Van der Stighelen conta ao Tin Vancutsem , da revista Timeless Travel, que Wautier provavelmente veio de uma família de alta classe, já que seu trabalho revela um amplo conhecimento da mitologia clássica e do simbolismo. Embora essa atitude progressista possa ter causado problemas entre contemporâneos conservadores, Van der Stighelen observa que a posição de Wautier em "um ambiente excepcionalmente exclusivo" - a arquiduque Leopold-Willem era admiradora, contando quatro de seus trabalhos entre sua extensa coleção - permitiu que ela agisse com mais impunidade.
É possível, segundo McEwan, da Hyperallergic, que Wautier tenha acesso a modelos ao vivo, um privilégio retido da maioria das mulheres de seu tempo.
O historiador de arte Pierre-Yves Kairis encontrou pela primeira vez o trabalho de Wautier enquanto pesquisava seu irmão Charles. Em entrevista ao MAS, ele explica que reconheceu que seu trabalho mostrou especialização em vários gêneros durante um período em que a maioria das mulheres pintoras era "na melhor das hipóteses tolerada para pintar flores".
A habilidade exibida por Wautier, bem como sua completa omissão da historiografia, significa que muitos de seus trabalhos provavelmente foram atribuídos erroneamente aos homens. De acordo com José da Silva, da Art Newspaper, uma pintura inicialmente atribuída ao artista flamengo Jacob Van Oost, “Everyone his Fancy”, surgiu em leilão logo após a abertura da nova exposição. Não tendo certeza da atribuição de Van Oost, a equipe da casa de leilões contatou Van der Stighelen, que posteriormente identificou o trabalho como sendo baseado em "fortes semelhanças estilísticas com seus outros trabalhos".
Michaelina Wautier, "Todo mundo sua fantasia", 1655 (Fundação Phoebus)O trabalho, que data de cerca de 1655, retrata dois garotos conspirando sobre um ovo cozido. Ele foi comprado pela Phoebus Foundation por cerca de US $ 562.000 e desde então foi incorporado ao show de Antuérpia.

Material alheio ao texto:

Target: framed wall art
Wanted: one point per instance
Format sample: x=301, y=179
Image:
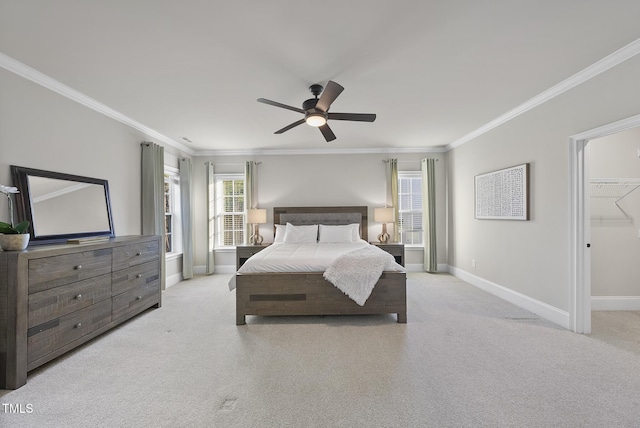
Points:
x=503, y=194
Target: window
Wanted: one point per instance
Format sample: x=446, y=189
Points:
x=410, y=207
x=230, y=223
x=172, y=221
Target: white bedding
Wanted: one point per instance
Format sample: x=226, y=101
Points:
x=306, y=257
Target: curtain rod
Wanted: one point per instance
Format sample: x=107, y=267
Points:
x=231, y=163
x=408, y=161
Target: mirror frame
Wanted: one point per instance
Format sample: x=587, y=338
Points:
x=25, y=206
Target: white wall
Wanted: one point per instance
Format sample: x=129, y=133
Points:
x=529, y=260
x=319, y=180
x=615, y=247
x=44, y=130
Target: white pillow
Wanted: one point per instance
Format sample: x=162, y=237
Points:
x=280, y=230
x=341, y=233
x=301, y=234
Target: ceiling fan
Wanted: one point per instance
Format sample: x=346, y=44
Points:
x=316, y=110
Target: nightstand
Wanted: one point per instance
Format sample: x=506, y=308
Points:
x=243, y=252
x=396, y=249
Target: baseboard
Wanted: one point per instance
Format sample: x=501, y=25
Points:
x=419, y=267
x=615, y=303
x=539, y=308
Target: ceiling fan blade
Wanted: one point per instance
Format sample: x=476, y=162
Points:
x=329, y=95
x=327, y=132
x=288, y=127
x=358, y=117
x=276, y=104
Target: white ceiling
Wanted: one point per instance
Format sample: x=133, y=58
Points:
x=433, y=71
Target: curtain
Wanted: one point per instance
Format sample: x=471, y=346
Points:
x=186, y=215
x=393, y=188
x=211, y=218
x=152, y=197
x=429, y=214
x=250, y=199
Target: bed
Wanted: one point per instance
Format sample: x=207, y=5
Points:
x=309, y=293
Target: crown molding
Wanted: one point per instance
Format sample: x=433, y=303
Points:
x=610, y=61
x=285, y=152
x=42, y=79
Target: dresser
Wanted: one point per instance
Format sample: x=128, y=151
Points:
x=55, y=298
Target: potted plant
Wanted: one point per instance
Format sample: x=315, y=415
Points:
x=14, y=237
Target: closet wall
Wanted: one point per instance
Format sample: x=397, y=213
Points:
x=615, y=214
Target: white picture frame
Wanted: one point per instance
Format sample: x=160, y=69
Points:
x=503, y=194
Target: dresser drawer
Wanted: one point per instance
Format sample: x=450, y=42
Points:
x=133, y=301
x=135, y=254
x=56, y=302
x=46, y=338
x=49, y=272
x=136, y=276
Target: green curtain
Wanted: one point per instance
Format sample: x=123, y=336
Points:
x=429, y=214
x=152, y=197
x=393, y=182
x=187, y=217
x=250, y=199
x=211, y=217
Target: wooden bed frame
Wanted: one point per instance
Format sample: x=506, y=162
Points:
x=308, y=293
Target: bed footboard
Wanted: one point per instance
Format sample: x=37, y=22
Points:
x=310, y=294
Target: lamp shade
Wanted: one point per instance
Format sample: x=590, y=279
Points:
x=257, y=216
x=383, y=215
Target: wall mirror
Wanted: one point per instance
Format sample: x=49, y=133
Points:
x=62, y=206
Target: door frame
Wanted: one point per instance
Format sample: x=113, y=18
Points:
x=580, y=261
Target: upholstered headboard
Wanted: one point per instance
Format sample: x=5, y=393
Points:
x=323, y=215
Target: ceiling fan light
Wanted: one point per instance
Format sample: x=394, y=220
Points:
x=316, y=120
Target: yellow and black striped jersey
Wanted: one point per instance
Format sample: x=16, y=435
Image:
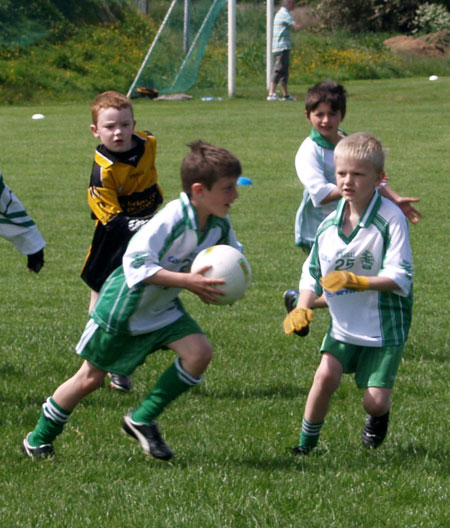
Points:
x=125, y=183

Os historiadores da arte continuam esperançosos de que trabalhos adicionais de Wautier apareçam, talvez resgatados da má atribuição como “Everyone his Fancy”. Como diz Ben van Beneden, diretor de Rubenshuis, da Silva: “Dado que ela teve uma vida muito longa, tenho certeza de que agora em diante, muitos outros trabalhos aparecerão. ”
O Rubenshuis tentou anteriormente localizar seis obras de Wautier em falta. Segundo o site do museu, cinco constituem uma série conhecida como "Os Cinco Sentidos", enquanto a última é uma natureza-morta intitulada "Garland with Butterfly". As pinturas aparecem em inúmeros registros de coleções e catálogos de leilões, mas a trilha fica fria depois de 1975 e 1985, respectivamente.
Escrevendo para a Apollo Magazine, o curador Van der Stighelen, que liderou a reeleição por Michaelina, explica que a tarefa de convencer editoras e museus a dedicar recursos financeiros a um artista desconhecido - particularmente feminino - foi uma batalha difícil, mas um vale a pena assumir.
“Michaelina Wautier era tudo que a maioria das mulheres da época não podia ser: multifacetada, idiossincrática, desinibida”, diz Van der Stighelen em sua entrevista com Vancutsem, da Timeless Travel . “[Ela era] uma mulher fascinante, autoconfiante e altamente talentosa que, por uma vez, não é uma vítima, [mas] alguém que tenha treinado e use seu talento para criar as obras que deseja fazer, não aquelas que foram impostas. ela pelo seu ambiente. ”
Michaelina: Lady principal do barroco está em exibição no Museu de Antuérpia aan de Stroom (MAS) até 02 de setembro.